OBJECTIVES

1. Identification of flavonoid profiles of Acacia koa (koa).
2. Determination of the effects of flavonoids of A. koa in disease resistance.
3. Characterization of neutraceutical properties of phyllodes of A. koa.

APPROACH

1. Identification of flavonoid profiles of A. koa. From at least five healthy koa trees, basal bark and phyllodes will be collected. Subsequent to collection, all samples will be freeze-dried and stored at -20C in order to preserve chemical composition for further preparations. Flavonoid contents will be analyzed using methods described by Johnson et al. (1997).

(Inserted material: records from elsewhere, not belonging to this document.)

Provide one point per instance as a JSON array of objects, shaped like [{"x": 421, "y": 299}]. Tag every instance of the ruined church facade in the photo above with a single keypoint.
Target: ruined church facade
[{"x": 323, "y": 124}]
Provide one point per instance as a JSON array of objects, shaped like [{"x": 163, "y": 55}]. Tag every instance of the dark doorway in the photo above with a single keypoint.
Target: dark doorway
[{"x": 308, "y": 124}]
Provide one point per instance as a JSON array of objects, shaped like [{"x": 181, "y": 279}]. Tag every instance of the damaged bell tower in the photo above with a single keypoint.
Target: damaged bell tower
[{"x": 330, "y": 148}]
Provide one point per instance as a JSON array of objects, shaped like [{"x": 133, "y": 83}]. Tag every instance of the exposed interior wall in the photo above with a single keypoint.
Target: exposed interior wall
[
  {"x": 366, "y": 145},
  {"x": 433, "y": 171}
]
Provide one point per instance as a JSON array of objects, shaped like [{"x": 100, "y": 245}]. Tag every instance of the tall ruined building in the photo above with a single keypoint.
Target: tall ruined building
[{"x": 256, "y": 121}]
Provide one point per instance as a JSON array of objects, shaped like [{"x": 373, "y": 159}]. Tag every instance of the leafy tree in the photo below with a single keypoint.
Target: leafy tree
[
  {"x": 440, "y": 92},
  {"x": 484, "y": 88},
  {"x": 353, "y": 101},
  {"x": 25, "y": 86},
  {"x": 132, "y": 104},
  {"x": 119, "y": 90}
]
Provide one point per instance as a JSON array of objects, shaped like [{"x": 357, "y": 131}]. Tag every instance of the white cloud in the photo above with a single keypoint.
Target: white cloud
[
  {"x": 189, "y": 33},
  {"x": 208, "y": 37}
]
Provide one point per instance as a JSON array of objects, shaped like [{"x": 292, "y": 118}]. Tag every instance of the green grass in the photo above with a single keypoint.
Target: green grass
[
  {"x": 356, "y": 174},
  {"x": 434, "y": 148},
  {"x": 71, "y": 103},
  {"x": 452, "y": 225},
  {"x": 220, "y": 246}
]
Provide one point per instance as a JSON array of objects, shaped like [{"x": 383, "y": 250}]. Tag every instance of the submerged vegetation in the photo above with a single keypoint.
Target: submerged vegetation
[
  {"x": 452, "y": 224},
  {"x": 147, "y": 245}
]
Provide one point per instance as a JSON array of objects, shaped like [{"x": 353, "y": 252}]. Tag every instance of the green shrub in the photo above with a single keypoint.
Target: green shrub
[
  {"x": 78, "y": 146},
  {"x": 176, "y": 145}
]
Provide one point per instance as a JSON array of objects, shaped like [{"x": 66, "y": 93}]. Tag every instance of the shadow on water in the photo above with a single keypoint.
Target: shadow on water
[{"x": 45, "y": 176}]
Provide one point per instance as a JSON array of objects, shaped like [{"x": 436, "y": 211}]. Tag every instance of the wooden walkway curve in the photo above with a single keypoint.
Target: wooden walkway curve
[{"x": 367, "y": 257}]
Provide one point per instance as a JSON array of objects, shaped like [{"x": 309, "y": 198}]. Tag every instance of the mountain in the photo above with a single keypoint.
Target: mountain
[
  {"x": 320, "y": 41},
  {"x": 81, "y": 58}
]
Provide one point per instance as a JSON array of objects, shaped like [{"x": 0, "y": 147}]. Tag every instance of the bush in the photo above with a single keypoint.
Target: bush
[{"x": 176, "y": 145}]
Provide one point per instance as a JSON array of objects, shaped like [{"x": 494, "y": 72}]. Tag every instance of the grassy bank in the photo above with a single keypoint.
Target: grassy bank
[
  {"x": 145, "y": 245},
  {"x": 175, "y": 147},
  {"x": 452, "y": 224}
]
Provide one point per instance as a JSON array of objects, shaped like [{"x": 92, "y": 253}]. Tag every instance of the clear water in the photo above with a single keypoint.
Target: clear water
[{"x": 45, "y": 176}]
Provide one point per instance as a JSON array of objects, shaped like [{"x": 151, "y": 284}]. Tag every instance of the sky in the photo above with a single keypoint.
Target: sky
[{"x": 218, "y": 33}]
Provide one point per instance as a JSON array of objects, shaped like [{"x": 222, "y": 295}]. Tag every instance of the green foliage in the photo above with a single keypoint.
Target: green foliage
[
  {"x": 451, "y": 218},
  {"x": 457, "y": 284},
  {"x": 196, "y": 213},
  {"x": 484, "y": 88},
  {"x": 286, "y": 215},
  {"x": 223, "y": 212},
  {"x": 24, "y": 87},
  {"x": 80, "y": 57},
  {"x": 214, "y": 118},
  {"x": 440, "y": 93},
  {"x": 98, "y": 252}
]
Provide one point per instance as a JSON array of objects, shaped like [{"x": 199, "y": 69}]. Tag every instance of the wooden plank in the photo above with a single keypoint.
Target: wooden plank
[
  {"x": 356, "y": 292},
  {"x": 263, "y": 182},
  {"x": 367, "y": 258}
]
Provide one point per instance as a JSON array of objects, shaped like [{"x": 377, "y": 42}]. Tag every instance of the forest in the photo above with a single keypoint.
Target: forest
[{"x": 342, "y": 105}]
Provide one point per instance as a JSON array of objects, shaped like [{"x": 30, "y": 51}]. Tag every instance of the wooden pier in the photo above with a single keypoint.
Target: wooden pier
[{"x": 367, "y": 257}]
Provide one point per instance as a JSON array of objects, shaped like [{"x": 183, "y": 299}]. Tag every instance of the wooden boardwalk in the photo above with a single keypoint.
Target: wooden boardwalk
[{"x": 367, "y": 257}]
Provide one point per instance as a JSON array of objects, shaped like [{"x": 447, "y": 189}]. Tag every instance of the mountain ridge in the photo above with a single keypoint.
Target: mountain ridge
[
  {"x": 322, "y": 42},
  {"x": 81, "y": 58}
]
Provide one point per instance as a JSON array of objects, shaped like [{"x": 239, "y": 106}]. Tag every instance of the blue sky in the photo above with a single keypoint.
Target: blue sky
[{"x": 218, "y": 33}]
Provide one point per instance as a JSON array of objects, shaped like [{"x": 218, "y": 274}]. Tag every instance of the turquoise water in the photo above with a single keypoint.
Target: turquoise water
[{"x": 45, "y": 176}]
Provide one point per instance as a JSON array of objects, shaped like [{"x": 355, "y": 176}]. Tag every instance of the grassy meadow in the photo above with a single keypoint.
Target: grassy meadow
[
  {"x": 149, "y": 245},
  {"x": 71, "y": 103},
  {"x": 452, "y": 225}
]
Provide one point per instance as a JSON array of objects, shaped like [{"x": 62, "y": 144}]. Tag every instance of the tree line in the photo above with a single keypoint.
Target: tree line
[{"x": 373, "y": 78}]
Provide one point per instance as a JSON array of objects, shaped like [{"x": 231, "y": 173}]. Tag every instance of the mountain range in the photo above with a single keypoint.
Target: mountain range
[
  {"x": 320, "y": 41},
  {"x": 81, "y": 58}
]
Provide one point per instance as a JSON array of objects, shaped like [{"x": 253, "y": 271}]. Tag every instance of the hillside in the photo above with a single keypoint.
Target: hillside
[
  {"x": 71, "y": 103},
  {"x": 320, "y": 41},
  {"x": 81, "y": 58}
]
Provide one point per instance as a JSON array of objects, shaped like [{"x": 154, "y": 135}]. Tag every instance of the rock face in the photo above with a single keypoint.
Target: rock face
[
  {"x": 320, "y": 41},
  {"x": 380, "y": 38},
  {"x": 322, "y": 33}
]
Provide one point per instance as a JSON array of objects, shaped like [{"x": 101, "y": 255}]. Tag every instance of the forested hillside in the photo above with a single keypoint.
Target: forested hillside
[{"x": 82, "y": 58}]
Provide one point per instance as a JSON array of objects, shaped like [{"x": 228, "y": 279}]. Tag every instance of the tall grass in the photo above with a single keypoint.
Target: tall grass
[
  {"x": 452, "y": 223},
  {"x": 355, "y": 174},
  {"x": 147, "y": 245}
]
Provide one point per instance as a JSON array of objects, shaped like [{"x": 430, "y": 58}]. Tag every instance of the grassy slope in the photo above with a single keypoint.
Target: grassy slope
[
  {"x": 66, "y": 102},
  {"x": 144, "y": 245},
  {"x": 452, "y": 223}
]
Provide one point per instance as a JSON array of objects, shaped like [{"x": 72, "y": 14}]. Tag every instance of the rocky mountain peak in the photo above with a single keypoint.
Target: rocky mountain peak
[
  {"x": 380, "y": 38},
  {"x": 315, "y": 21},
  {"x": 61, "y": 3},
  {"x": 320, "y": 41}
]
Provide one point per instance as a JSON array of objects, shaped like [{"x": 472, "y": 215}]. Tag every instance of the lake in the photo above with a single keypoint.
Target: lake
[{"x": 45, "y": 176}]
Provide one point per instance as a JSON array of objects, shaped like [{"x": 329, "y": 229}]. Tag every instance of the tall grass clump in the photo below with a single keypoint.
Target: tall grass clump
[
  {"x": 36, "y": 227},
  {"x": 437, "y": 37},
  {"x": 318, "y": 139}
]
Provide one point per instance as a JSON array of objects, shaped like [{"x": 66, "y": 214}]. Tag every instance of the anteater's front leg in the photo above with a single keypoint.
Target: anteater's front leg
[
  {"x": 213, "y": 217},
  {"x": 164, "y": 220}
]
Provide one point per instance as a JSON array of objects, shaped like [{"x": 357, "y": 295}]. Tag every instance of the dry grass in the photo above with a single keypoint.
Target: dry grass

2. Determination of the flavonoids of A. koa in disease resistance. The experiments of this objective will be designed to identify and monitor biochemicals, which promote healthy growth and production of koa. A bioassay will be performed to identify chemical compounds that inhibit growth of Fusarium and Cylindrocladium (Calonectria) isolates from wilt-symptomatic koa. The crude extracts of juvenile sapwood and HPLC-purified fractions from both resistant and sensitive accessions of koa will be assayed for antifungal activity. A Fusarium isolate collection taken from individual koa trees showing symptoms of wilt disease will be used for this assay.

3. Characterization of neutraceutical properties of the phyllodes of A. koa. The experiments of this objective will be designed to identify biochemicals with potential human health benefits. Collections will be made from 3-5 year-old koa trees established as germplasms on the islands of Oahu, Maui and Hawaii. Mature green phyllodes will be collected. Subsequent to collection, all samples will be freeze-dried and stored at -20C in order to preserve chemical composition for further preparations. The crude extracts and total purified phenolics from mature green phyllodes will be assayed for antioxidant activities. To verify that koa phyllodes are safe for human consumption, standardized in vitro assays will be performed to determine toxic effects of crude phyllode extracts on human hepatic cell lines. HepG2 cell line, a human hepatocellular carcinoma cell line, will be purchased from American Tissue Culture Collections.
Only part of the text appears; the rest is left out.